# Optimizing C++/General optimization techniques/Sorting

The C++ Standard Template Library (STL) provides the template function `sort` that implements a comparison sort algorithm. Because `sort` is templatized, it can be used for various types of sequences holding any type of key, as long as the keys are comparable (implement the < operator). A good compiler can generate code optimized for the various kinds of sequence/key combinations.

The reference implementation of the STL uses the introsort algorithm (since the 2000 release; the GNU C++ library uses the reference implementation). This algorithm is a very fast combination of quicksort and heapsort with a specially designed selection algorithm.

The `sort` template function is not guaranteed to be stable.
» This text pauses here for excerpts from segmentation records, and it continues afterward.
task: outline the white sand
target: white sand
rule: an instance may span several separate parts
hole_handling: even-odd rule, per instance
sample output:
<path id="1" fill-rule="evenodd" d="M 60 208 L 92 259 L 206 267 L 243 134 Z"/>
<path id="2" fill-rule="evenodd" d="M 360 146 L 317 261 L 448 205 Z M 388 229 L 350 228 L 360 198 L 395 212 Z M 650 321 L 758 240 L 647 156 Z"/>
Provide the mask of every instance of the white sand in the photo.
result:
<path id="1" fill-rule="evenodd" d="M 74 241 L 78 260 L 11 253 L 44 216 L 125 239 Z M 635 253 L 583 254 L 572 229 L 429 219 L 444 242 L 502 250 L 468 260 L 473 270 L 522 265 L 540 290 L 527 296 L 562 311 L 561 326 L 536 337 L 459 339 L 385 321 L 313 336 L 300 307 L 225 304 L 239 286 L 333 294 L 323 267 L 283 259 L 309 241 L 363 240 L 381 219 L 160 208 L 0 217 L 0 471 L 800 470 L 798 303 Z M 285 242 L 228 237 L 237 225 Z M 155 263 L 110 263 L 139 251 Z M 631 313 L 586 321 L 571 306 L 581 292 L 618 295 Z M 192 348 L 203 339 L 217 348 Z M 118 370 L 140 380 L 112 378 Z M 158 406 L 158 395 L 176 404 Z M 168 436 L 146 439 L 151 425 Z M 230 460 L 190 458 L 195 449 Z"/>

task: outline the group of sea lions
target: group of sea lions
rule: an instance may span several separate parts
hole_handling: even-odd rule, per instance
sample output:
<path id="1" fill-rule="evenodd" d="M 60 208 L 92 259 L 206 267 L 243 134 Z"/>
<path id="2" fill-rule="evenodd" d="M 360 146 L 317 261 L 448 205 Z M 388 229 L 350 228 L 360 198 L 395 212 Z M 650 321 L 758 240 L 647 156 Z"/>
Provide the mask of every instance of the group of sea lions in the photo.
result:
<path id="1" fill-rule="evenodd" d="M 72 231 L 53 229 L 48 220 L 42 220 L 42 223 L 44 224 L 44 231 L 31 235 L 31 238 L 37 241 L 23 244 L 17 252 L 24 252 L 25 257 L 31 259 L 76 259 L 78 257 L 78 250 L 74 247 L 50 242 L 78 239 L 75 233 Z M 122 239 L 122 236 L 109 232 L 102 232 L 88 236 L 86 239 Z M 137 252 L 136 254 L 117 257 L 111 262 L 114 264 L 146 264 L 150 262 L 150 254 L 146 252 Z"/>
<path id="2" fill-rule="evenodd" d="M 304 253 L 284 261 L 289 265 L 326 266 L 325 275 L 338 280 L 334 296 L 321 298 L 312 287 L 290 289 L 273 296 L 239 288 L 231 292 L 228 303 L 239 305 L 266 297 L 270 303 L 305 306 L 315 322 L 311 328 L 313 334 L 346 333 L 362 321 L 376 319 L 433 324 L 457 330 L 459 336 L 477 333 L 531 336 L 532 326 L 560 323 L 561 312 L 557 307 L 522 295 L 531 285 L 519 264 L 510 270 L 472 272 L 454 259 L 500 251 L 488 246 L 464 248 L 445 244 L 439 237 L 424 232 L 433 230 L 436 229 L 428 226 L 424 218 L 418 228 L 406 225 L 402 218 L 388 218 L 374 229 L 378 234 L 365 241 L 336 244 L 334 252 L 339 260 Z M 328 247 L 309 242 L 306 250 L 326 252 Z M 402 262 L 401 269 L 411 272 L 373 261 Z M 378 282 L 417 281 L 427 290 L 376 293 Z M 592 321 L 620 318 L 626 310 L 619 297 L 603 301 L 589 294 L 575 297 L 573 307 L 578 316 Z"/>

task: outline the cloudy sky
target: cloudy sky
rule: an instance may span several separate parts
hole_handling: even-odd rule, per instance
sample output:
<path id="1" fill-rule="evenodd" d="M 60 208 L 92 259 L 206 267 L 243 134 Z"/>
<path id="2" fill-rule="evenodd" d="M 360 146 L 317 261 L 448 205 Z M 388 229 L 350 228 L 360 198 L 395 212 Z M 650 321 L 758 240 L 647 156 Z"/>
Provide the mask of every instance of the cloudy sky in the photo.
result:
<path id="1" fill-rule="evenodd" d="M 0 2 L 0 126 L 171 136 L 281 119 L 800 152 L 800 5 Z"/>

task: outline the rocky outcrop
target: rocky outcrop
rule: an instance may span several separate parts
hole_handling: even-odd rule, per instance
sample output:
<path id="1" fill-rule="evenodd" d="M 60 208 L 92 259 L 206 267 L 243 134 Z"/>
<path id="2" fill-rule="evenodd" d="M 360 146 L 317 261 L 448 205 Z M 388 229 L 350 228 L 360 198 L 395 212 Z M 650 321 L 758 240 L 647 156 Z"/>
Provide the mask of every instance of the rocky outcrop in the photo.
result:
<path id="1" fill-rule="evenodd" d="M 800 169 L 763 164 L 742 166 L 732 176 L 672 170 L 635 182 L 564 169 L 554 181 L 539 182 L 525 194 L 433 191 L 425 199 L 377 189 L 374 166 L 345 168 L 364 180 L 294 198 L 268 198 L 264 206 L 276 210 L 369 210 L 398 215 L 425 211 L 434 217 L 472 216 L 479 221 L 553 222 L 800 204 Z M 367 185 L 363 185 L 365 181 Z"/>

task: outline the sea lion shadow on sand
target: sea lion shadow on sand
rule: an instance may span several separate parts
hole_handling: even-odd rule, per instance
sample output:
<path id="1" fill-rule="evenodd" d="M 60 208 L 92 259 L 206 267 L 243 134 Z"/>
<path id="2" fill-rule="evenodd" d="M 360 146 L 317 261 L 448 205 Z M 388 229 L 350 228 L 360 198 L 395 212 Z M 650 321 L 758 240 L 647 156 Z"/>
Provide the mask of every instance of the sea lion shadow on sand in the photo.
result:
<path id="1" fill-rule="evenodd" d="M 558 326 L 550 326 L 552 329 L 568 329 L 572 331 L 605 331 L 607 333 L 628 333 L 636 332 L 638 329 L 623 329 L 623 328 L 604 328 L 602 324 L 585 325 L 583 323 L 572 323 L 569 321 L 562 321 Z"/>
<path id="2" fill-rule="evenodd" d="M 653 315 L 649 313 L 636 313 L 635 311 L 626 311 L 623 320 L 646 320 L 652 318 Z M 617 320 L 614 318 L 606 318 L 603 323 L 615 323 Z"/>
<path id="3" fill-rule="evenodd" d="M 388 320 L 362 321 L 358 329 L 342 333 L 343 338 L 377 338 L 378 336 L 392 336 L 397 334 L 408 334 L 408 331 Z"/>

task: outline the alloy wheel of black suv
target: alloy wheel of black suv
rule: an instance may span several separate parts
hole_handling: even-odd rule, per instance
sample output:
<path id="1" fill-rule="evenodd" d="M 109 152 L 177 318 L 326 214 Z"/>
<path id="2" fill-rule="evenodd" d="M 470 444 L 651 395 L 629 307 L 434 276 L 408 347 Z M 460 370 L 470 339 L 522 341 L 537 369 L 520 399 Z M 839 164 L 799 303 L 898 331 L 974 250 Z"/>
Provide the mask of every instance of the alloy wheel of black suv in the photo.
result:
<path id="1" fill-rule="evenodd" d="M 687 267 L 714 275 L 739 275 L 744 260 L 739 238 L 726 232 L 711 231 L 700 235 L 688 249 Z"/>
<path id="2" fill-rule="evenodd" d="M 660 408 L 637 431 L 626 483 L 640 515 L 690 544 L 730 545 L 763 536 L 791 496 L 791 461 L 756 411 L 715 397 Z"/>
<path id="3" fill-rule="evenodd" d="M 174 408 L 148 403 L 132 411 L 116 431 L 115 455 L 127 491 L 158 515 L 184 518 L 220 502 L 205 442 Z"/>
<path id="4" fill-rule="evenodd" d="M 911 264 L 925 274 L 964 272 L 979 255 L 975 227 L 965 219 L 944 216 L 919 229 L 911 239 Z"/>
When a stable sort is required, use the `stable_sort` template function instead.

This section suggests alternatives to the `sort` and `stable_sort` template functions that may be faster in specific cases.

## Sorting with small ranges of keys

To sort a data set according an integer key having a small range, use the counting sort algorithm.

The counting sort algorithm has O(N+M) complexity, where N is the number of elements to sort and M is the range of the sort keys, that is the difference between the highest key and the lowest key. In case N elements are to be sorted whose key is an integer number belonging to an interval containing no more than two times N values (i.e when `M <= 2 * N` holds), this algorithm may be quite faster than `sort`. In some cases it is faster even with larger ranges.

This algorithm may be used also for a partial ordering; for example, if the keys are integers between zero and one billion, you can still sort them using only the most significant byte, so to get an order for which the formula $a_n < a_{n + 1} + 256*256*256$ holds.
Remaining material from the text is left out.